1919: The delegates meeting at the Paris Peace Conference in Versailles approve a motion to develop a League of Nations, based on President Wilson’s 14 Points.
1941: Aviation hero Charles Lindbergh, having recently visited Germany to inspect its aviation industry and capabilities, testifies before Congress in favor of a neutrality treaty with the Nazi government.
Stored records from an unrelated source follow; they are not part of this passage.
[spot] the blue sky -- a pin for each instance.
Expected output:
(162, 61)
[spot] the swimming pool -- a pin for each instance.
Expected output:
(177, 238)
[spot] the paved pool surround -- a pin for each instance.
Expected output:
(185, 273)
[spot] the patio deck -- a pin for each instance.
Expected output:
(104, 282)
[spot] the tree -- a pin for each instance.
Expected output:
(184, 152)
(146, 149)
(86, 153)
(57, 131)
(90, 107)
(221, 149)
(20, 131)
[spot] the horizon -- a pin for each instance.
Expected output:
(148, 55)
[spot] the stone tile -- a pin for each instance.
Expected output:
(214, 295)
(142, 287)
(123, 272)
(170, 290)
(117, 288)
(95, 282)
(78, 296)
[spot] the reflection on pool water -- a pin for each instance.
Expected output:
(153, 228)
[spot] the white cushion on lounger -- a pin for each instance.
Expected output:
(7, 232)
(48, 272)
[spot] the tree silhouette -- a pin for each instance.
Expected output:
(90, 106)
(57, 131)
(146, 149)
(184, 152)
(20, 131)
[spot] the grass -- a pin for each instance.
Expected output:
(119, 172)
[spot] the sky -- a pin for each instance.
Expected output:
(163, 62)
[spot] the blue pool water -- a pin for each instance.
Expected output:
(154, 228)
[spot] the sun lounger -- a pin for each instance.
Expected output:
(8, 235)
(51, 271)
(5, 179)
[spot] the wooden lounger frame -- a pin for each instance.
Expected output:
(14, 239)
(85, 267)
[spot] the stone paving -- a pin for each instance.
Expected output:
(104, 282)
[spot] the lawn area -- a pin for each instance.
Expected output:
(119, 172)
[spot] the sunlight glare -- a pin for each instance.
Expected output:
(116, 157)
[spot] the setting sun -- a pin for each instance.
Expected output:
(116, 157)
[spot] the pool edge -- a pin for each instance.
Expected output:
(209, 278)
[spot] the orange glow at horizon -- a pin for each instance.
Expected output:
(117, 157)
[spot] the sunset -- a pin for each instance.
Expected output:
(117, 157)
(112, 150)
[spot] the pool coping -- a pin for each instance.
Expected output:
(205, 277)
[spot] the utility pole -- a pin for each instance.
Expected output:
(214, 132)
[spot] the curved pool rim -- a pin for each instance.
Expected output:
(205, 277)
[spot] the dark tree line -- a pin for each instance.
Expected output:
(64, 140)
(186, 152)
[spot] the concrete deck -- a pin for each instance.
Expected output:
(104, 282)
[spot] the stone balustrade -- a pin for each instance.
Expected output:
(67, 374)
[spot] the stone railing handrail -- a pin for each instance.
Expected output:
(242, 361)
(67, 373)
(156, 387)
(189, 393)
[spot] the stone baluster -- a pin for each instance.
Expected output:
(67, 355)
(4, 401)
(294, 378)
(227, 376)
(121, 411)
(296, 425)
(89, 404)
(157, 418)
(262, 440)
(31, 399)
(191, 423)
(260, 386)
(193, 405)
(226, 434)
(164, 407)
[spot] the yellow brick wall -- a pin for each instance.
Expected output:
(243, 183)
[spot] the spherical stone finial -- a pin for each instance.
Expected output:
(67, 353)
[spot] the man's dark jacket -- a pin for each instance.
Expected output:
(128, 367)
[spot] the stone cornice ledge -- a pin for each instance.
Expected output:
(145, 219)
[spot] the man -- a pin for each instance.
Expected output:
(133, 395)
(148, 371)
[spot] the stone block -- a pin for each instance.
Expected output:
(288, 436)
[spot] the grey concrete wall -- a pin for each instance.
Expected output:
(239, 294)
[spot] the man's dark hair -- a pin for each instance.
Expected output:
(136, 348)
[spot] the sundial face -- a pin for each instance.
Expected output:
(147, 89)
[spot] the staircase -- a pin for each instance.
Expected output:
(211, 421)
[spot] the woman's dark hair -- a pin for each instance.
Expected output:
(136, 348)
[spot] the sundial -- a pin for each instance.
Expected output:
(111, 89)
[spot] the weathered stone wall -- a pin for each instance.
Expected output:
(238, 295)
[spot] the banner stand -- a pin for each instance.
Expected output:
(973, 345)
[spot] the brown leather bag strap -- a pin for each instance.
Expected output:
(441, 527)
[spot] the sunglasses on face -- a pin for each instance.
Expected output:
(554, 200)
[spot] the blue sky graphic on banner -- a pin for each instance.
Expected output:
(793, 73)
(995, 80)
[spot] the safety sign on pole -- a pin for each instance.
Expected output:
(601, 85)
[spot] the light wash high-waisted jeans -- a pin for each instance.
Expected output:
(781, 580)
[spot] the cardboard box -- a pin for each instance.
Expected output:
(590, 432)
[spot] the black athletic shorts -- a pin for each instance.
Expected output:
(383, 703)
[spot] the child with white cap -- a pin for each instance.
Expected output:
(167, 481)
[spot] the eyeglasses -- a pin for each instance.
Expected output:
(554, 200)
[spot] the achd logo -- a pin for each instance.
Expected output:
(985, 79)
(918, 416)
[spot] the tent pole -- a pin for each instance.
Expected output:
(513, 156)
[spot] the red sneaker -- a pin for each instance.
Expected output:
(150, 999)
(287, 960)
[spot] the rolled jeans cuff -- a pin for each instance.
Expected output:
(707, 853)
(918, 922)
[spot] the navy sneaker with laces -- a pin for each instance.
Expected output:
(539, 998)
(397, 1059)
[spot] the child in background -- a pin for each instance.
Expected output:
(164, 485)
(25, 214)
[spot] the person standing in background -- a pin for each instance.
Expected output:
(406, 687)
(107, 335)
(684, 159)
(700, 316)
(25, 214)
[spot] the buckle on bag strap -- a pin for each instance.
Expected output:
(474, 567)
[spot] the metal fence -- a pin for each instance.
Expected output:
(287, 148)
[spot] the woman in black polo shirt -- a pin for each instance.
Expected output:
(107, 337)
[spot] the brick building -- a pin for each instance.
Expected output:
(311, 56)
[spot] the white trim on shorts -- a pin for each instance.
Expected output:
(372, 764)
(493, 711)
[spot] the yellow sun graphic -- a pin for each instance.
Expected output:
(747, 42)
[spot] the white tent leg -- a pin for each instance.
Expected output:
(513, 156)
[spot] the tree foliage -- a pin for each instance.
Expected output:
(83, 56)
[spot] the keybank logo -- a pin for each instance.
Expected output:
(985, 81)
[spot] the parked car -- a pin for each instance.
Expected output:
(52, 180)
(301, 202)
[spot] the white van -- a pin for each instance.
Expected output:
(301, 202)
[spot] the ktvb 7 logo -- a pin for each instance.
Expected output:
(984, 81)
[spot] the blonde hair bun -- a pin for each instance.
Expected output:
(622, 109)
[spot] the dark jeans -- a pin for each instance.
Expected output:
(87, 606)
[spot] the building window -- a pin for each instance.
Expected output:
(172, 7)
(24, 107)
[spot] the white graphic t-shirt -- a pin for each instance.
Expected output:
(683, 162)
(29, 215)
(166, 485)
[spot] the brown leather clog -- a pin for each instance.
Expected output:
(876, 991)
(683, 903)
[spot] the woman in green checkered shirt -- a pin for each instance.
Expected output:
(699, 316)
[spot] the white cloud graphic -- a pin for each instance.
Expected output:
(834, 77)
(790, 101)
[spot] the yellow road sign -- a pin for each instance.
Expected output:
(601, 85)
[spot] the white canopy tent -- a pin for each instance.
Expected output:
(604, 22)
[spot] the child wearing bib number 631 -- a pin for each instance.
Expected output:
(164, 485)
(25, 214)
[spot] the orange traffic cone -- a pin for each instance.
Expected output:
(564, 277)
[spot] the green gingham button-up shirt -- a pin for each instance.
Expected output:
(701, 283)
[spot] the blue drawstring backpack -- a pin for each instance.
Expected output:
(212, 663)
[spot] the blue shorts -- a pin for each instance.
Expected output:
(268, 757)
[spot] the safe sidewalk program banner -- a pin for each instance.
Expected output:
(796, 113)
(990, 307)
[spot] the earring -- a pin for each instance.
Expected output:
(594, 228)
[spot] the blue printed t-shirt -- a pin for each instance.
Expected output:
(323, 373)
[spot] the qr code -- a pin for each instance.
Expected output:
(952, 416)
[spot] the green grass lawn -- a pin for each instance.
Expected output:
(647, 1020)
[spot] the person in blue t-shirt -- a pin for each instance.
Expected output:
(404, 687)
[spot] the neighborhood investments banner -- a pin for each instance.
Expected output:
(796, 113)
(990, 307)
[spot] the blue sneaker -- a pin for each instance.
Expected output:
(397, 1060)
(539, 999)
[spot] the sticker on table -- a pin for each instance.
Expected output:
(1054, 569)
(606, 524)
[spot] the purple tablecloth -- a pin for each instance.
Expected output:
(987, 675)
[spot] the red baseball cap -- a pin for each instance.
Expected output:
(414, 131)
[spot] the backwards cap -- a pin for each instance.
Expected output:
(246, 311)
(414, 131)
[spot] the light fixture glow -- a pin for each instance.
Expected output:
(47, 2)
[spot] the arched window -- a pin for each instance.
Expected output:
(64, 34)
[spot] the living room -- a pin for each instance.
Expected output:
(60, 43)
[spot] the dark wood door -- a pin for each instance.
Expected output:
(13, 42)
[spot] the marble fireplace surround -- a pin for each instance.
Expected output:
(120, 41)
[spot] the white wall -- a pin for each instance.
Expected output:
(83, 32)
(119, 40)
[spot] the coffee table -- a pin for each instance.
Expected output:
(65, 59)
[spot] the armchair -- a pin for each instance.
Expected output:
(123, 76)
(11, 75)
As with the former Edward VIII of England, Lindbergh believed the Nazi’s program of centralized economics and strident nationalism was a healthy and correct answer to the problems of society.
1947: Death of Chicago mobster / businessman / politician / Ward Chairman.
1960 – The Bathyscaph Trieste descends to the deepest part of the ocean — the Marianas Trench, 36,000 feet down.
1968 – While operating in international waters in the Sea of Japan near the Korean coast, USS Pueblo (AGER 2) is seized by North Korean naval vessels. This is the first U.S. warship captured by an enemy since we were fighting the British. Commander Lloyd Bucher and his crew are imprisoned by the NORKs for nearly a year.
1971: In Uganda, Colonel Idi Amin (1925-2003) leads a coup d’état against Milton Obote, becoming president of that benighted land.
1989: Death of Spanish surrealist painter Salvador Domingo Felipe Jacinto Dalí i Domènech, Marquis of Dalí de Púbol, better known to the rest of us as Salvador Dali (b.1904).
2005: Death of President Nixon’s long-serving secretary, Rose Mary Woods (b.1917). During the Watergate hearings, she achieved notoriety, if not fame, for her tortured depiction of how a crucial section of the secretly recorded Oval Office tapes was “inadvertently” erased. By all accounts she was effective, efficient and loyal in her work.